La mise à la retraite du salarié par l’employeur est possible, sous conditions, et dans le strict respect d’une procédure qui varie en fonction de l’âge du salarié. À défaut, vous vous exposez à une requalification de la rupture du contrat en licenciement abusif.
Conditions de validité de la mise à la retraite
Lorsque le salarié est âgé d’au moins 70 ans, vous pouvez le mettre d’office à la retraite sans que ce dernier ne puisse s’y opposer. Sauf dispositions conventionnelles plus favorables, vous devez uniquement signifier votre décision au salarié, de préférence par écrit.
♦ La mise à la retraite d’office d’un salarié est possible même en cas d’embauche après 70 ans.
Lorsque le salarié a au moins 67 ans mais moins de 70 ans, vous devez obtenir son accord ; vous êtes donc tenu d’interroger le salarié, par écrit, pour savoir s’il souhaite quitter volontairement l’entreprise, dans un délai de 3 mois avant son anniversaire.
⇒ Si le salarié accepte, la mise à la retraite est possible ; ⇒ Si le salarié refuse, la mise à la retraite n’est pas possible. Le salarié doit signifier son refus dans un délai d’1 mois à compter de la réception de la demande de l’employeur.
♦Vous ne pouvez proposer une mise à la retraite au salarié qu’1 fois par an.
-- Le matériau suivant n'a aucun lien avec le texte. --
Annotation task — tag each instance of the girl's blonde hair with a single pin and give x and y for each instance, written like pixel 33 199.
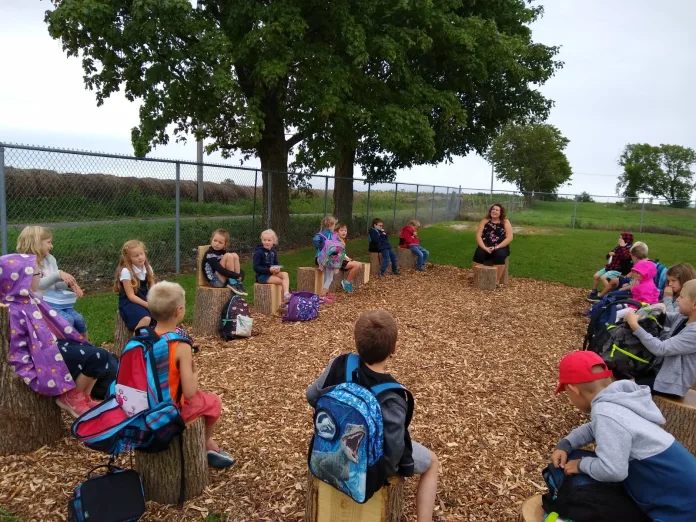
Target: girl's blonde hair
pixel 224 233
pixel 270 232
pixel 682 272
pixel 329 222
pixel 125 262
pixel 29 241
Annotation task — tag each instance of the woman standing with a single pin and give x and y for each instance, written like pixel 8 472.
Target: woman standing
pixel 494 235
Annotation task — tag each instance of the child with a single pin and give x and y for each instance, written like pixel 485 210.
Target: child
pixel 617 260
pixel 351 267
pixel 678 371
pixel 375 340
pixel 134 277
pixel 266 264
pixel 631 447
pixel 676 277
pixel 409 239
pixel 167 302
pixel 379 242
pixel 220 267
pixel 327 226
pixel 54 283
pixel 46 351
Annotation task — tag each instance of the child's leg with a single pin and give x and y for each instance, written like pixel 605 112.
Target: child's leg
pixel 353 268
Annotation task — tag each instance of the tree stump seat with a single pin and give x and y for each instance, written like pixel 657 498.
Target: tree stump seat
pixel 680 415
pixel 161 472
pixel 267 298
pixel 327 504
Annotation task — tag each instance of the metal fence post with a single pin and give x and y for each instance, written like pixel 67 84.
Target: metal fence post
pixel 396 193
pixel 177 219
pixel 575 210
pixel 3 202
pixel 642 212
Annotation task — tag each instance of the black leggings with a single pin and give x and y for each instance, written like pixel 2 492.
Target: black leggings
pixel 498 257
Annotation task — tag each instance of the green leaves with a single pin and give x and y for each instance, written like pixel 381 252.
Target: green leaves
pixel 531 157
pixel 662 172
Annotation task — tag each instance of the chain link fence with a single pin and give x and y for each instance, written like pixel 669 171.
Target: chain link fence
pixel 93 203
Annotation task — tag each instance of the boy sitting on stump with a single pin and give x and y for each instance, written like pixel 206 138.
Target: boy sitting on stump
pixel 375 339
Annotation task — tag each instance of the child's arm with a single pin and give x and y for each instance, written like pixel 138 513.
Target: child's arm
pixel 187 370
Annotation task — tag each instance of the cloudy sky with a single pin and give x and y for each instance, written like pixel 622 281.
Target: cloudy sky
pixel 629 76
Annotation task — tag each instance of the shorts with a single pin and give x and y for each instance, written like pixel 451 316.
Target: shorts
pixel 421 458
pixel 609 274
pixel 202 404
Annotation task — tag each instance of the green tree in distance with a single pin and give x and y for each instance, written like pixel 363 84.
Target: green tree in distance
pixel 532 158
pixel 662 172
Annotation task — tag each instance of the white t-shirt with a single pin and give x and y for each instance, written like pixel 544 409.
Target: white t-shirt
pixel 141 273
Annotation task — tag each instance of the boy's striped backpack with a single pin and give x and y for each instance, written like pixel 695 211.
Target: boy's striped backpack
pixel 140 413
pixel 347 448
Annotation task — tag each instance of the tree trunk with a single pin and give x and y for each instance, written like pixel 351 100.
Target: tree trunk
pixel 343 186
pixel 29 420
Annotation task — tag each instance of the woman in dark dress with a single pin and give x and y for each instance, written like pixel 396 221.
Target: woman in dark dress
pixel 494 235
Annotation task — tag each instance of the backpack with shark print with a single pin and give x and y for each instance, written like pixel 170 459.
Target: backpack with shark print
pixel 347 448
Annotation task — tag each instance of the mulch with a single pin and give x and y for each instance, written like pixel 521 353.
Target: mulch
pixel 481 366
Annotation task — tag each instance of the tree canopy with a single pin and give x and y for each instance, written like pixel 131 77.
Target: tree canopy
pixel 662 172
pixel 531 157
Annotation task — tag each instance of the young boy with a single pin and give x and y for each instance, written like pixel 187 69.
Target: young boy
pixel 678 371
pixel 617 259
pixel 167 305
pixel 379 242
pixel 351 267
pixel 657 471
pixel 375 339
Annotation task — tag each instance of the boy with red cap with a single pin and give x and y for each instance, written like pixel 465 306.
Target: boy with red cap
pixel 631 447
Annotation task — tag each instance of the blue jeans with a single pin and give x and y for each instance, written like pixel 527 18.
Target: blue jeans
pixel 421 255
pixel 388 255
pixel 74 319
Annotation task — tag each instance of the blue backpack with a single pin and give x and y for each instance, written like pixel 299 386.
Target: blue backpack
pixel 347 447
pixel 140 413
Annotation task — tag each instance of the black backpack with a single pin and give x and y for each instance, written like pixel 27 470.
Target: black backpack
pixel 581 498
pixel 228 321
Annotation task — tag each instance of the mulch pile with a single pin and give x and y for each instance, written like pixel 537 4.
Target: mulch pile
pixel 481 366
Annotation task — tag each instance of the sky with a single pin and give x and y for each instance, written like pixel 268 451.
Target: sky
pixel 629 76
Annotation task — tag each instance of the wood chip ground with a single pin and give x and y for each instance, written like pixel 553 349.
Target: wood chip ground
pixel 481 366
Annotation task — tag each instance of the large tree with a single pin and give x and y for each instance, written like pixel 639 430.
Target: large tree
pixel 532 158
pixel 422 83
pixel 662 172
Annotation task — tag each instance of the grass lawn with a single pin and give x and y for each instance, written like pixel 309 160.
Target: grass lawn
pixel 564 255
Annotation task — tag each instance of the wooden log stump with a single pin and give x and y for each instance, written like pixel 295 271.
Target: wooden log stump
pixel 121 336
pixel 267 298
pixel 680 415
pixel 29 420
pixel 485 277
pixel 405 258
pixel 206 313
pixel 161 472
pixel 327 504
pixel 532 510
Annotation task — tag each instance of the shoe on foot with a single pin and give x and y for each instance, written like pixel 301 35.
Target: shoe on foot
pixel 74 403
pixel 219 459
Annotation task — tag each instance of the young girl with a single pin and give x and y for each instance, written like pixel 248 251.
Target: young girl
pixel 325 233
pixel 351 267
pixel 54 283
pixel 134 277
pixel 676 277
pixel 267 266
pixel 45 350
pixel 220 267
pixel 408 238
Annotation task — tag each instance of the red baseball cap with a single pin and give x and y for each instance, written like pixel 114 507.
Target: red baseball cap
pixel 576 368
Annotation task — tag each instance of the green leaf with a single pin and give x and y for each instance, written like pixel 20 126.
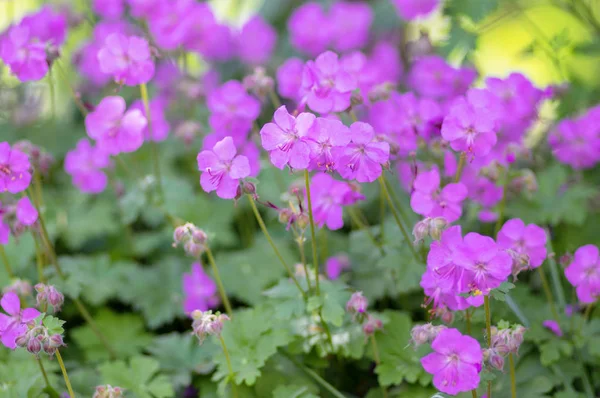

En cas de refus, vous devez attendre le 3ème mois précédant son prochain anniversaire.
Indemnité de mise à la retraite
Si vous mettez à la retraite un salarié, vous devez observer un préavis équivalant au préavis de licenciement. Sauf dispositions conventionnelles plus favorables, le salarié mis à la retraite a droit à une indemnité au moins égale à l’indemnité légale de licenciement.
♦ Une contribution patronale spécifique de 30 % calculée sur le montant de l’indemnité est également due.